João Pessoa, 13 de outubro de 2020 | --ºC / --ºC Dólar - Euro

ÚltimaHora
Médico. Psicoterapeuta. Doutor em Psiquiatria e Diretor do Centro de Ciências Médicas da Universidade Federal da Paraíba. Contato: [email protected]

Linda e famosa

Comentários: 0
publicado em 13/10/2020 às 06h06

A memória é essa função cognitiva que tem a capacidade de fixar, manter ou conservar e evocar, sob a forma de imagens mnêmicas guardadas ou de sensações. Assim, genericamente, ela está presente em todos os seres vivos. Se bem que há memórias diferentes em funções e em seres distintos. Tudo que faço, é porque guardei elementos que, misturados, me permitem realizar atos diários e profissionais.

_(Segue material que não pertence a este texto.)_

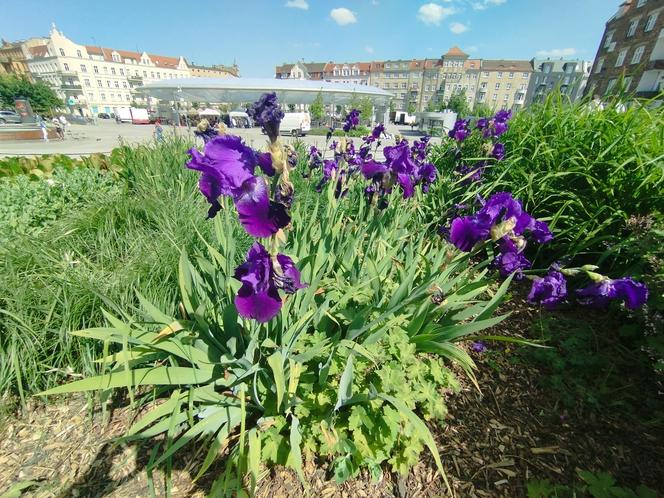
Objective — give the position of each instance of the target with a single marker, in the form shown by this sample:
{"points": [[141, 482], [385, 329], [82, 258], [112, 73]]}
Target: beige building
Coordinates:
{"points": [[217, 71], [503, 84], [14, 56]]}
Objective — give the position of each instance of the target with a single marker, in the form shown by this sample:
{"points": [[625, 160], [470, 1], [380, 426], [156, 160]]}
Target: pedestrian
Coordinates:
{"points": [[59, 129], [158, 131], [42, 126]]}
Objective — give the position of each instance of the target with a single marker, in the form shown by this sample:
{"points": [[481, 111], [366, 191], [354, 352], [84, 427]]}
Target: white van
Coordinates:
{"points": [[295, 123]]}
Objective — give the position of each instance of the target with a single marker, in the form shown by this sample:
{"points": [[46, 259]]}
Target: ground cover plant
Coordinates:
{"points": [[284, 330]]}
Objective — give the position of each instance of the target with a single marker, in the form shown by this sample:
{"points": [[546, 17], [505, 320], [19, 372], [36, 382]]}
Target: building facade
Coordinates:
{"points": [[569, 76], [216, 71], [629, 51], [426, 84], [14, 56]]}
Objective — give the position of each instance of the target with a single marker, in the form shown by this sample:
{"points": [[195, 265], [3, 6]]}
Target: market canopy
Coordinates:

É uma mistura de memórias de longa duração, feita pela memória de trabalho, uma espécie de memória RAM..

Todos nós, a partir de um determinado tempo de vida, teremos falhas de memória. Aos 60 anos, nunca alguém terá memória igual a que tinha aos trinta. E aí, quando começamos a ter falhas, por naturais que sejam, nosso grande medo é que se trate de uma doença neurológica degenerativa. A representante maior da categoria é a Doença de Alzheimer. Mas, em geral, quando estamos cientes das nossas falhas de memória, não há degeneração. A gente sabe a palavra, o nome, que a coisa está ali, mas a danada da memória não consegue evocar.

Isso inclui o nome daquele ator ou atriz, onde deixamos as chaves do carro, e o próprio carro, onde ficou? Quantas vezes, procurei meu carro no estacionamento do HU. Será que estou ficando leso? Nesse caso, não analisava os fatos corretamente. Durantes vinte anos, paro o carro ali. Não tenho vaga marcada. Muitas vezes, na pressa de chegar, você ainda estacionando, está com o pensamento no consultório. No seu dever: estou atrasado! Ou seja, nem consciência de onde você parou tem, como lembrar depois? É como olhar o número do telefone da pizzaria. Minha lembrança permanece até quando ligo. Daqui cinco minutos, sei mais número nenhum! Era apenas a memória de trabalho em ação. Passada a tarefa, foi-se o telefone junto.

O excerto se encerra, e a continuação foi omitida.